Methods: Seventy-three patients with chondroblastoma of bone were treated between 1977 and 1998. We were able to obtain historical data, imaging studies, histological findings, and adequate personal or telephone follow-up to determine the outcome for forty-seven patients.

Results: The lesions were distributed widely in the skeleton, but most were in the epiphyses or apophyses of the long bones, especially the proximal part of the tibia (eleven tumors) and the proximal part of the humerus (ten tumors). The principal presenting symptoms were pain and limitation of movement. The treatment consisted of a variety of procedures, but the majority of the patients had intralesional curettage and packing with allograft or autograft bone chips or polymethylmethacrylate. Most of the patients had an excellent functional result, although in three osteoarthritis developed in the adjacent joint. Seven patients (15 percent) had a local recurrence; three of them had a second recurrence and one, a third recurrence.
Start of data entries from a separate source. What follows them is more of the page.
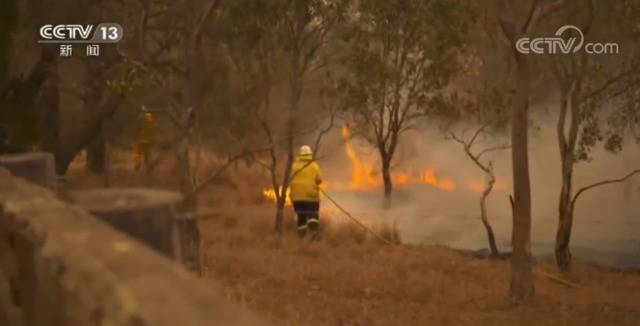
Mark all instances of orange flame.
[342,126,456,191]
[420,169,456,191]
[263,126,506,206]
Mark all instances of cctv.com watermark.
[516,25,620,54]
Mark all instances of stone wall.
[0,168,264,326]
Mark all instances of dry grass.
[63,157,640,325]
[201,208,640,325]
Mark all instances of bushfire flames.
[263,126,506,206]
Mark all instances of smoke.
[320,120,640,268]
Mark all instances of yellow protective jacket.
[289,155,322,202]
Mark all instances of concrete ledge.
[0,168,265,326]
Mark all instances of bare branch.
[476,144,511,158]
[571,169,640,206]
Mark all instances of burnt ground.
[67,158,640,325]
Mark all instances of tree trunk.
[555,180,573,271]
[511,54,535,299]
[37,49,60,153]
[86,133,107,174]
[275,196,286,235]
[480,175,500,257]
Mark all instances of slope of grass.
[201,208,640,325]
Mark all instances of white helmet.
[300,145,313,155]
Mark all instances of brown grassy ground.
[201,209,640,325]
[67,157,640,325]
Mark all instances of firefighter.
[289,145,322,239]
[134,106,156,170]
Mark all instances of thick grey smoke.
[321,122,640,268]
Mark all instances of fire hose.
[320,189,397,247]
[320,189,580,288]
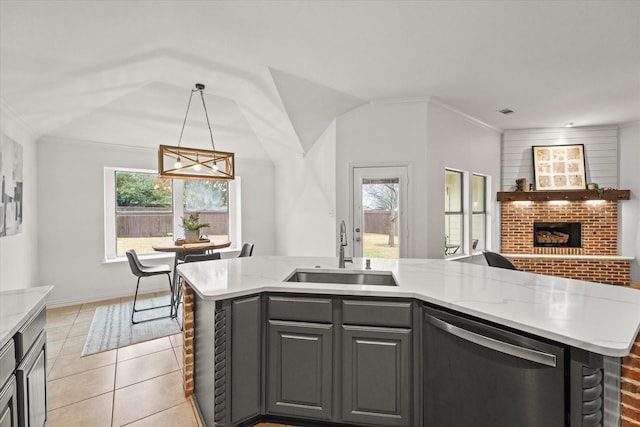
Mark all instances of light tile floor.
[46,294,294,427]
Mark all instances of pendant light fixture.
[158,83,235,181]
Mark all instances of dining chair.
[238,242,253,258]
[482,251,519,270]
[126,249,175,325]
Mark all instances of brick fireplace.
[499,192,631,286]
[498,190,640,427]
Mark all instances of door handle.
[426,315,556,368]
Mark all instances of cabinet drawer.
[268,296,333,323]
[15,307,47,360]
[0,340,16,387]
[342,300,413,328]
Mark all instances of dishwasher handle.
[426,314,556,368]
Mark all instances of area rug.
[82,296,180,356]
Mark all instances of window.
[471,174,487,253]
[444,169,464,255]
[115,171,173,256]
[182,180,229,241]
[105,168,241,260]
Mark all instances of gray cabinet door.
[16,332,47,427]
[0,375,18,427]
[267,320,332,420]
[342,326,412,426]
[231,296,262,424]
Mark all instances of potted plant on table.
[182,213,209,243]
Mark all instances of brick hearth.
[501,196,640,427]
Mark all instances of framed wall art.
[531,144,587,190]
[0,133,23,237]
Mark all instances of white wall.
[502,126,618,191]
[423,102,501,258]
[274,122,336,256]
[336,100,500,258]
[334,100,430,258]
[37,138,274,305]
[0,103,42,290]
[618,121,640,282]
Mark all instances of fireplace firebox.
[533,222,582,248]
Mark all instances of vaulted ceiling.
[0,0,640,158]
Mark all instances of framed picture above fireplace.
[531,144,587,190]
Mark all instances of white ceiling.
[0,0,640,153]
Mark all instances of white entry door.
[351,166,409,258]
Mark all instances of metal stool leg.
[131,273,176,325]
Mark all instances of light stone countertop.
[0,286,53,348]
[178,256,640,357]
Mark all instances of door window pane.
[183,180,229,242]
[361,178,400,258]
[115,171,173,256]
[444,169,464,255]
[471,175,487,251]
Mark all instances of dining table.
[151,239,231,314]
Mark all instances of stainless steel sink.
[284,269,398,286]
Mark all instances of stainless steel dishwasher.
[423,308,568,427]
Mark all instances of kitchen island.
[178,257,640,427]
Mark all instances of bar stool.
[127,249,176,325]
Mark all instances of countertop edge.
[0,285,53,348]
[185,279,640,357]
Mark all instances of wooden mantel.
[498,190,630,202]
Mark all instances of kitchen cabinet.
[193,295,264,426]
[15,308,47,427]
[266,296,333,420]
[0,340,18,427]
[0,374,18,427]
[342,299,413,426]
[342,326,411,426]
[267,320,333,420]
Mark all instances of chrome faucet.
[338,220,353,268]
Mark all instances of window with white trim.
[444,169,464,256]
[444,168,491,257]
[104,168,241,260]
[471,174,487,253]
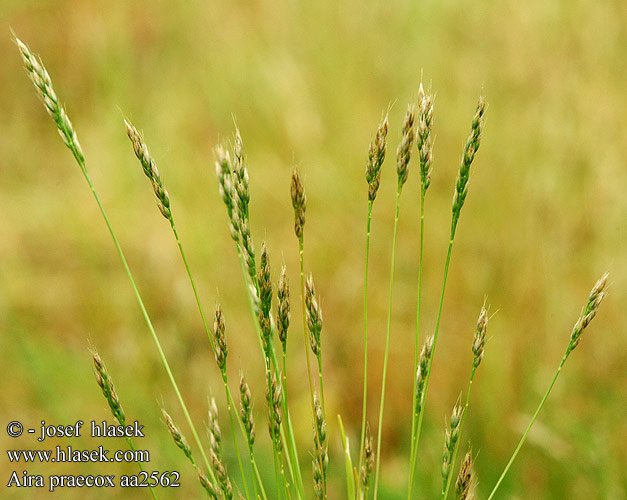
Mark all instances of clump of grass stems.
[90,347,158,500]
[15,38,608,500]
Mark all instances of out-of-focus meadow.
[0,0,627,499]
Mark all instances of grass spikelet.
[14,37,85,161]
[239,372,255,449]
[291,169,307,239]
[91,348,126,426]
[472,304,488,369]
[211,450,233,500]
[566,273,609,356]
[196,467,219,500]
[366,113,389,203]
[488,272,609,500]
[276,266,290,353]
[414,337,433,416]
[451,97,486,239]
[214,146,239,243]
[124,119,172,222]
[207,398,233,500]
[313,394,329,500]
[416,83,433,195]
[396,104,416,189]
[455,450,473,500]
[305,274,322,357]
[442,404,463,494]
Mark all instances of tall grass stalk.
[407,83,433,500]
[374,104,416,500]
[14,37,216,473]
[488,273,609,500]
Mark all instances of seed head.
[472,304,488,368]
[414,336,433,415]
[451,97,486,236]
[213,305,229,377]
[15,37,85,164]
[207,398,222,457]
[276,266,290,352]
[305,274,322,357]
[361,424,374,490]
[91,348,126,426]
[196,467,218,500]
[239,372,255,448]
[161,408,194,463]
[455,450,472,500]
[124,119,172,222]
[396,104,416,188]
[292,169,307,239]
[416,83,433,196]
[366,113,388,202]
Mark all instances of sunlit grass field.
[0,0,627,500]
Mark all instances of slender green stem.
[414,235,453,476]
[357,200,374,498]
[68,143,216,481]
[488,354,568,500]
[407,193,425,500]
[237,252,305,499]
[374,186,403,500]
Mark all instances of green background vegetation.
[0,0,627,499]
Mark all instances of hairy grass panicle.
[455,450,472,500]
[451,97,486,238]
[396,104,416,189]
[161,408,195,464]
[14,37,85,160]
[416,83,433,196]
[366,114,389,202]
[15,38,608,500]
[124,119,172,221]
[276,266,290,353]
[239,373,255,448]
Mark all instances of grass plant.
[15,38,608,500]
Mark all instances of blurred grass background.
[0,0,627,499]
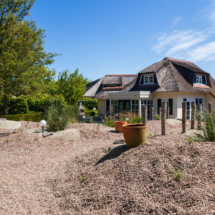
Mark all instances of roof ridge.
[163,57,194,64]
[106,74,137,76]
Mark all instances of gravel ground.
[0,121,215,215]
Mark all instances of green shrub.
[0,97,29,115]
[195,112,215,142]
[0,113,44,122]
[27,95,67,113]
[45,104,79,131]
[155,114,161,120]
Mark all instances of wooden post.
[190,103,196,129]
[198,104,202,130]
[150,107,154,120]
[166,107,170,119]
[141,105,147,125]
[208,102,212,113]
[161,102,166,135]
[182,102,187,133]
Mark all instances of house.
[84,57,215,119]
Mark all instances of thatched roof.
[84,74,137,99]
[84,78,103,98]
[85,58,215,99]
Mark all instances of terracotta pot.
[114,121,127,133]
[123,123,148,148]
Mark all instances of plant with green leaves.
[195,111,215,141]
[45,105,79,131]
[0,0,56,115]
[57,69,87,105]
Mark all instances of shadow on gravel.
[96,144,129,165]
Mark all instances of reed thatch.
[86,57,215,99]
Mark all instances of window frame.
[194,74,207,85]
[139,74,155,85]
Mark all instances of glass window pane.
[145,77,149,84]
[149,76,153,83]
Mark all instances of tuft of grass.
[45,104,79,131]
[185,134,202,143]
[81,175,87,183]
[195,111,215,142]
[173,170,182,181]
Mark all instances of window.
[132,100,139,114]
[111,100,118,114]
[194,75,206,84]
[140,75,155,85]
[196,75,202,84]
[141,100,153,119]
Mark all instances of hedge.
[0,113,44,122]
[0,95,67,115]
[82,97,98,110]
[0,97,29,115]
[27,95,67,113]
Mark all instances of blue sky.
[30,0,215,80]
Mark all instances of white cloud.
[209,0,215,27]
[172,16,183,27]
[187,42,215,62]
[152,0,215,62]
[152,30,209,56]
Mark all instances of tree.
[57,69,88,105]
[0,0,56,114]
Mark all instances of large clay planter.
[123,123,148,148]
[114,121,127,133]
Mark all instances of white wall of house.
[98,92,210,119]
[98,99,106,115]
[177,93,207,119]
[205,93,215,113]
[152,92,178,119]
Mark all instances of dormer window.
[140,74,157,85]
[194,75,206,85]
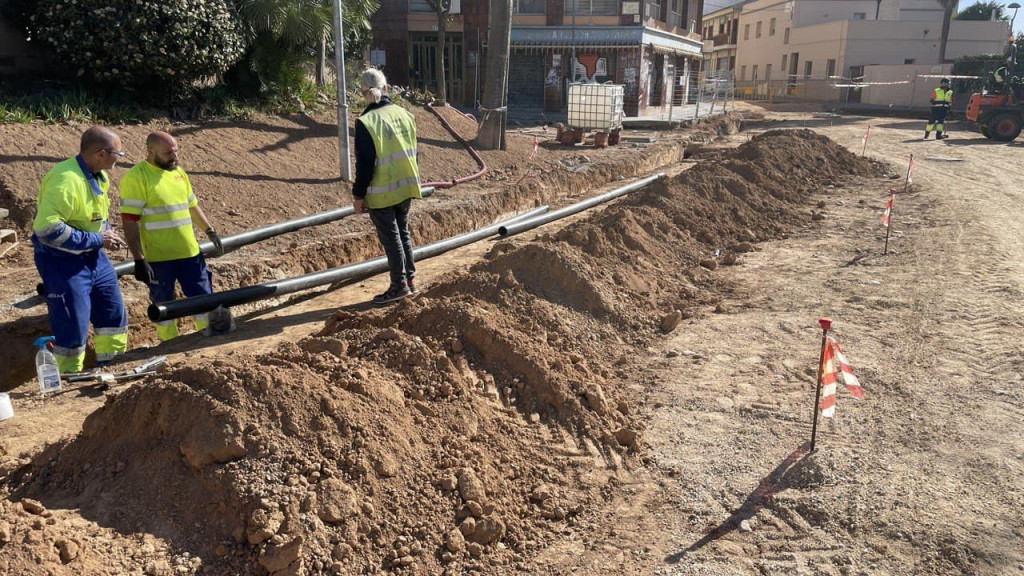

One patient died of widespread metastases, and another who had metastases to multiple sites was alive and disease-free after aggressive treatment of the metastatic lesions.

Conclusions: While the size of the lesion, the age and gender of the patient, the status of the growth plate, and an aneurysmal-bone-cyst component to the tumor had no significant effect on the recurrence rate, lesions around the hip (the proximal part of the femur, the greater trochanter, and the pelvis) accounted for the majority (five) of the seven recurrent tumors and one of the two metastatic lesions.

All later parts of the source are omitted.